One of these values:
- kSMRecordAltSourceDefault
- If
alt_data_source
is an input only channel, then data switched to this channel
input will be recorded (not all version 1 firmwares support this
mode), otherwise the data being generated on this channel output
will be recorded (this feature is normally used to record
conferenced outputs).
- kSMRecordAltSourceInput
- Data switched to
alt_data_source
input will be recorded (not all version 1 firmwares support this mode).
This value is deprecated since several channels can take input
from the same timeslot and that is a more straightforward way of
achieving the same result.
- kSMRecordAltSourceOutput
- Data generated on
alt_data_source
output will be recorded.
- sampling_rate (Only in Prosody version 2 (TiNG))
- The sampling rate at which to record the data. Currently supported
values are:
- 0 - record at the rate reported via
sm_record_status().
- 8000 - the typical rate for telephony, since it is the rate at
which telephone networks themselves operate.
- 6000 - a rate which reduces file sizes at the cost of lower
quality.
- 11000 - a rate convenient for use with typical PC soundcards.
This is sufficiently close to a quarter of the rate used
by CDs (44100 Hz) that the difference is not significant,
allowing almost universal compatibility with cheap PC
soundcards which can handle 11025 Hz sampling.

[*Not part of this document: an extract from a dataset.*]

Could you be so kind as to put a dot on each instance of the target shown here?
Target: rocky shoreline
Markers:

Note that when you specify a non-zero value here, this function
assumes that the source of the data to be recorded is providing
data at 8000 samples per second. The use of data at other rates is
not supported and will cause the data to be recorded at an incorrect
sampling rate. Consequently, the use of a non-zero value in this
field is deprecated.
- min_noise_level (Only in Prosody version 2 (TiNG))
- The minimum level, in dBm0, that the noise estimate of the grunt detector may
reach. The default is -55 dBm0. Only used if
silence_elimination
or
max_silence
are non zero.
Requires the module
grunt.
- grunt_threshold (Only in Prosody version 2 (TiNG))
- The threshold, in dB, above the noise estimate of the grunt detector at
which a signal is considered present. The default is 15 dB. Only used if
min_noise_level
is non zero.
Requires the module
grunt.
Returns
0
if call completed successfully, otherwise a standard error such as:
- ERR_SM_DEVERR - device error
- ERR_SM_WRONG_CHANNEL_STATE - if already recording
- ERR_SM_WRONG_CHANNEL_TYPE - if attempt to record using output channel
- ERR_SM_NOT_SAME_MODULE - alt_data_source channel not located on same module
This function is part of the Prosody speech processing API.